Nestes últimos dias, têm-me vindo
frequentemente à cabeça às palavras que Heggel, noutro contexto, escreveu no
início de um ensaio sobre a Constituição alemã: "A Alemanha não é mais um
Estado".
E vou repetindo para mim mesmo a pergunta:
"Ainda somos um Estado?”.
Durante séculos, o Estado, a começar pelas
antigas cidades gregas, foi representado e
Não existe Estado sem um princípio ordenador,
sem um Projeto de Estado, unificador.
Às analogias da máquina e do organismo, tidas
hoje como superficiais, juntou-se a analogia do Estado como um
"sistema", no sentido da teoria dos sistemas, derivando a expressão
técnica, já em uso no dia-a-dia, de "sistema político". De qualquer
forma, permanece a imagem do Estado como um todo unitário.

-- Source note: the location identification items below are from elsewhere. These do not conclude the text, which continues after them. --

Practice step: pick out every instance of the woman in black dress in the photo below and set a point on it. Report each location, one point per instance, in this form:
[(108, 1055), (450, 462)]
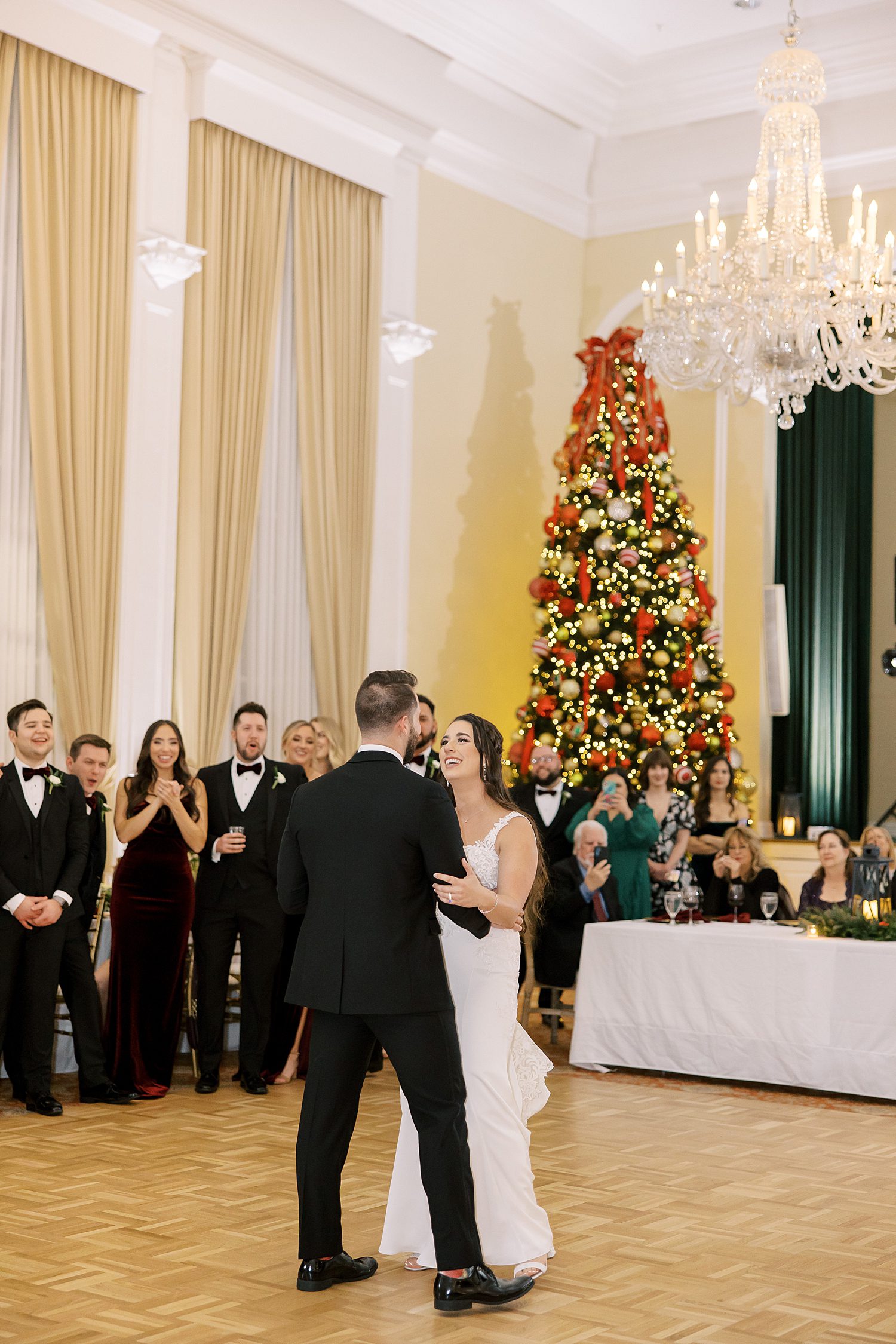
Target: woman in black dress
[(160, 815), (715, 811)]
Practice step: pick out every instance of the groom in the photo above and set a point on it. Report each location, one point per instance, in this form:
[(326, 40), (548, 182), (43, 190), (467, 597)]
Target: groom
[(370, 964)]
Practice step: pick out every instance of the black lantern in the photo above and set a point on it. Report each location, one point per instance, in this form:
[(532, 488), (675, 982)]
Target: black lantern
[(870, 888), (790, 814)]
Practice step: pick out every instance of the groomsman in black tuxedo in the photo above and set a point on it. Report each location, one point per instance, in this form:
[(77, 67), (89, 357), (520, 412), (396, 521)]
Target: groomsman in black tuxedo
[(550, 802), (44, 852), (249, 799), (426, 756)]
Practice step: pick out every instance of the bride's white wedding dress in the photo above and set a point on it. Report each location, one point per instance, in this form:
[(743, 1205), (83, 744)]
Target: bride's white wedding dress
[(504, 1073)]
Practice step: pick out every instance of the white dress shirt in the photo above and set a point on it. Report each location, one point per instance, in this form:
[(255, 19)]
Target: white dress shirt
[(34, 791), (375, 746), (548, 805), (245, 785)]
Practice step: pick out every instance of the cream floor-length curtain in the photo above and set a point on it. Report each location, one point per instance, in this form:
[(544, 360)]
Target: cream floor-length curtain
[(337, 229), (276, 663), (78, 149), (237, 210), (24, 653)]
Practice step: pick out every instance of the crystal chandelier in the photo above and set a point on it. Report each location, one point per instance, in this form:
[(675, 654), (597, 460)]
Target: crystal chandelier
[(785, 307)]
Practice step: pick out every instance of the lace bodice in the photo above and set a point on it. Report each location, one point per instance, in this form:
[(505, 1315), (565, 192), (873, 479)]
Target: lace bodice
[(484, 857)]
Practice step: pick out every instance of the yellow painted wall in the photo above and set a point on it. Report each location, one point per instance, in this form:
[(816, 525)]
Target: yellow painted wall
[(490, 406)]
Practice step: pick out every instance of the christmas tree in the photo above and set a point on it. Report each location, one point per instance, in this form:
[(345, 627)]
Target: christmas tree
[(627, 652)]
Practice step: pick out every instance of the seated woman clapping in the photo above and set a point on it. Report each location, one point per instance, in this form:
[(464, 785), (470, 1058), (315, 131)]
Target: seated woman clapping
[(741, 859)]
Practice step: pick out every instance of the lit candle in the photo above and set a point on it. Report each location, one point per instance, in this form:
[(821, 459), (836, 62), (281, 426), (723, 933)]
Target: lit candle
[(813, 253), (700, 233), (763, 253), (871, 225), (753, 203)]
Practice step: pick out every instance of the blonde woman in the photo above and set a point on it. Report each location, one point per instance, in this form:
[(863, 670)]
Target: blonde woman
[(741, 859), (299, 744)]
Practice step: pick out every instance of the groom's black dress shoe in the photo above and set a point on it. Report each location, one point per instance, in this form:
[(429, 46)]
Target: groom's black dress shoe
[(315, 1276), (45, 1104), (478, 1285)]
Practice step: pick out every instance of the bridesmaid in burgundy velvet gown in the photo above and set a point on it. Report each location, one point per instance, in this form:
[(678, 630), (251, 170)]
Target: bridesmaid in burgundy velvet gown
[(160, 815)]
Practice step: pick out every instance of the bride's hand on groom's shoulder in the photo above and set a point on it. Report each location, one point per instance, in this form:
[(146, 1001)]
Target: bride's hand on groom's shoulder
[(461, 891)]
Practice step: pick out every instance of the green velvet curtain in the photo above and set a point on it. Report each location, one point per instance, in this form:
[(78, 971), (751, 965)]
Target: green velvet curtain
[(823, 557)]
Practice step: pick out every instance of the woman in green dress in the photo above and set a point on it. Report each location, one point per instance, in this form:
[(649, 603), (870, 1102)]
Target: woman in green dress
[(632, 830)]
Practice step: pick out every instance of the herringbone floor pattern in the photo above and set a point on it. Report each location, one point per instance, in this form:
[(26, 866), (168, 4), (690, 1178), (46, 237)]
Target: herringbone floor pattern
[(683, 1211)]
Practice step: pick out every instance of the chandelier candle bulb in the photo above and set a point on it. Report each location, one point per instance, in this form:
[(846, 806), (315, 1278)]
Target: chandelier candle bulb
[(680, 264), (700, 233), (753, 203)]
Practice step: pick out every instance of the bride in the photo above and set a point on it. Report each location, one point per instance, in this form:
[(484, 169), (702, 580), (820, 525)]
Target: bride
[(504, 1070)]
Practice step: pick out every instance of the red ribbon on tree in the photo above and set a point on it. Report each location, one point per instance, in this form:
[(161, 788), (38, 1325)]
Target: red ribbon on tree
[(644, 622), (585, 577)]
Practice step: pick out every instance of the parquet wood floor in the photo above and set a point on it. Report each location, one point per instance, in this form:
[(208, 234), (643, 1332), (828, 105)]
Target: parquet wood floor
[(683, 1211)]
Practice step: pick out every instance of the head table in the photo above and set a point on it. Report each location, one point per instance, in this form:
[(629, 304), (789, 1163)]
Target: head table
[(750, 1003)]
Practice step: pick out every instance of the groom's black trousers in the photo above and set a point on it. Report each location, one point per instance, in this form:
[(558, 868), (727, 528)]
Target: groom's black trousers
[(426, 1055)]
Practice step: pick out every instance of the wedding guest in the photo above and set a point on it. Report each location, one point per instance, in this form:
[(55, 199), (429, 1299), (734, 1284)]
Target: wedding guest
[(297, 744), (426, 759), (328, 749), (44, 851), (160, 816), (829, 883), (676, 821), (581, 891), (550, 802), (741, 859), (249, 799), (715, 811), (632, 832)]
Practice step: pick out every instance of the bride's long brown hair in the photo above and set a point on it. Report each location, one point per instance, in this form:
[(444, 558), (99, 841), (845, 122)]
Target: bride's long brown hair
[(489, 744)]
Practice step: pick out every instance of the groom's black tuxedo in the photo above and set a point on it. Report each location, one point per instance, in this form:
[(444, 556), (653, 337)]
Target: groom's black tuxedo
[(38, 857), (358, 861)]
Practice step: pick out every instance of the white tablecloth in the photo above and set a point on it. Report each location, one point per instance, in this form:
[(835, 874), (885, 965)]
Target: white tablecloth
[(748, 1003)]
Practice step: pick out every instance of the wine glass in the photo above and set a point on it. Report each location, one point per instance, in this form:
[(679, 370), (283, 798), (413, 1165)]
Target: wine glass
[(672, 901), (691, 901), (737, 898)]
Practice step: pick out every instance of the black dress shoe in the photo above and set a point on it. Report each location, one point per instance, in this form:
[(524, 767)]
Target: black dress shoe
[(478, 1285), (315, 1276), (44, 1104), (105, 1093), (254, 1084)]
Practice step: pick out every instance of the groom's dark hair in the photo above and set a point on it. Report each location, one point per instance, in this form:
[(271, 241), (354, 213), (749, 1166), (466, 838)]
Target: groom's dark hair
[(383, 698)]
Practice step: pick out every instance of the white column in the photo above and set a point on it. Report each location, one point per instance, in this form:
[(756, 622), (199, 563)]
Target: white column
[(149, 503), (391, 551)]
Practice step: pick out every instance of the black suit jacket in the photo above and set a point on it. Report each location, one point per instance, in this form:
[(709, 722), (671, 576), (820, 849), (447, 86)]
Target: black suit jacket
[(554, 840), (358, 862), (63, 840), (210, 877), (564, 916)]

O movimento desse conjunto de partes deve ser
originado por um único centro propulsor, o órgão decisório. Ou seja, o governo.
Em qualquer sociedade organizada, das mais
simples às mais complexas, não se pode falar de Estado se não se consegue dar
uma resposta clara à pergunta: "Quem governa?"
Quem observa o patropi, fica deveras
embaraçado. Antes de tudo, por ver relegados para segundo plano esses
documentos sem valor que são as constituições (nacional e estadual) e as leis
orgânicas municipais.
O patropi caminha como se estivesse numa
aventura, sem mapa, numa região sacudida pelas forças da Natureza. Nas cartas,
no ordenamento jurídico, cada coisa está (ou deveria estar) em seu lugar e
todas num conjunto compõem um desenho harmonioso, uma figura racional em
perfeito equilíbrio.
Quando jogamos fora o mapa, a orientação
torna-se cada vez mais difícil, como se torna também difícil encontrar o ponto
de conexão entre as partes e identificar o elemento unificador.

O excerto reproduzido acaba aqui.